In the morning word was brought to me that I was to remain in my room, which I did all the more gladly as it promised well for the gravity of my case, for above all things what I most feared was its being taken as merely a boy's whim. However, I was speedily assured of its importance by the visit of one of our Jesuit fathers, who very soon introduced his mission and began to urge his arguments why I should continue my studies and some day prepare for the priesthood. But this I resented at once, saying, "Sir, I was left here for reflection by the order of the Rector, and I have no wish to be disturbed."

A hint he was wise enough to take; and, grumbling something about "like father, like son," he left me once more alone.

My next interruption was an order to wait on Father Urbani, which I did with great readiness, and to my joy saw that his reflections had not rendered him any less kindly to me or my hopes.

"Well, my dear Giovannini," he said, "so you did not wish to discuss your future with Father Paolo.
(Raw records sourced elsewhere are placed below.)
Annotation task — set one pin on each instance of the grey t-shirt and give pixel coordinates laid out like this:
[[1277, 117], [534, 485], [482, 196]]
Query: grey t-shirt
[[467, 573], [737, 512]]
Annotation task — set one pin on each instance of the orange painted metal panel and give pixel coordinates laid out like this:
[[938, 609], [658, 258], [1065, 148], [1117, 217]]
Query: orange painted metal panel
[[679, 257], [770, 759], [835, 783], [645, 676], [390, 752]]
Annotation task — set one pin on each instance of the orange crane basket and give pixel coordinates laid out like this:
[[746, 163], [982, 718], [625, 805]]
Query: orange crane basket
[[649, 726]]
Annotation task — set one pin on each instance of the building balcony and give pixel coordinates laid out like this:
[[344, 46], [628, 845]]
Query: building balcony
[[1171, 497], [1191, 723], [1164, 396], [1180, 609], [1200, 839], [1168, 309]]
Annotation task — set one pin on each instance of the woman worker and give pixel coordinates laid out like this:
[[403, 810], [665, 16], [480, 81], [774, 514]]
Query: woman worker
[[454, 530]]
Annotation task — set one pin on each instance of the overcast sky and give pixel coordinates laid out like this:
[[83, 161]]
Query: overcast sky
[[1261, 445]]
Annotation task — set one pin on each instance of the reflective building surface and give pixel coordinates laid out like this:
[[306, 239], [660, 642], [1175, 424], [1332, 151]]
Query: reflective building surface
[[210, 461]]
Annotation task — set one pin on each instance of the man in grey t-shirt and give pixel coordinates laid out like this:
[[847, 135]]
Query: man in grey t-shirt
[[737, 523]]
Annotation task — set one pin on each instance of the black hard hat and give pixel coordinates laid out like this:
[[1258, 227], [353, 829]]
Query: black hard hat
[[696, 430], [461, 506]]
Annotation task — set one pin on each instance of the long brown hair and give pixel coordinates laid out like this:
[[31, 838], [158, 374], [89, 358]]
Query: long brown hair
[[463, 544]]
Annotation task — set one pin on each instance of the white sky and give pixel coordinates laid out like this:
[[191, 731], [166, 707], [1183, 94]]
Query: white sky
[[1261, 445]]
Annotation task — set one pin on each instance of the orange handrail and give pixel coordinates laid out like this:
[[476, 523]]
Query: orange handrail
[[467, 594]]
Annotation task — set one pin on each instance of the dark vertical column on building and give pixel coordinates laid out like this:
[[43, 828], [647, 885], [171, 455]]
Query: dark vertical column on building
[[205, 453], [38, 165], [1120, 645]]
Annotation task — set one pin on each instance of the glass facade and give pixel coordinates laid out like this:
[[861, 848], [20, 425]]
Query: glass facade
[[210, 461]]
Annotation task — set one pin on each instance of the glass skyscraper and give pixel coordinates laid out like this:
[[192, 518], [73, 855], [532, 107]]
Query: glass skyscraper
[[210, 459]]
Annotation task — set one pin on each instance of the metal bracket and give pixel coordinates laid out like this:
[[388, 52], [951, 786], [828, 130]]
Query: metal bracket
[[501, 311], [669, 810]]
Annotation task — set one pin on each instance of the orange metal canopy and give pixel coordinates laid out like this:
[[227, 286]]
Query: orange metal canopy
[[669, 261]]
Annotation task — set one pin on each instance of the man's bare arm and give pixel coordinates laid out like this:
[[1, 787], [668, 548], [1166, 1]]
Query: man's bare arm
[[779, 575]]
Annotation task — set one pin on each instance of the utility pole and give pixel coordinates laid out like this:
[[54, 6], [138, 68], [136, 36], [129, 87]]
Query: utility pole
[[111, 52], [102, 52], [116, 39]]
He tells me that you have caught somewhat of the brusqueness of the camp already." But his smiling reassured me.

"No, Father," I said, "I held, in the absence of my own father, you are the only one to whom I am bound in such matters; but I had no intent to be rude."

So, with this introduction, we began our argument, and to all he said I assented, but assured him I should make but a sorry priest if my heart were always in another calling. "My father promised that neither he nor you would force me to become a priest against my will, and I can never be happy unless I have a right to wear a sword by my side," I ended.

Thereupon, seeing my mind so firmly resolved, he bade me prepare for a visit to the Cardinal Protector, and in all haste I made myself ready. The truth is, now that I saw Father Urbani had yielded, I would have faced His Holiness the Pope with the whole College behind him, without a second thought.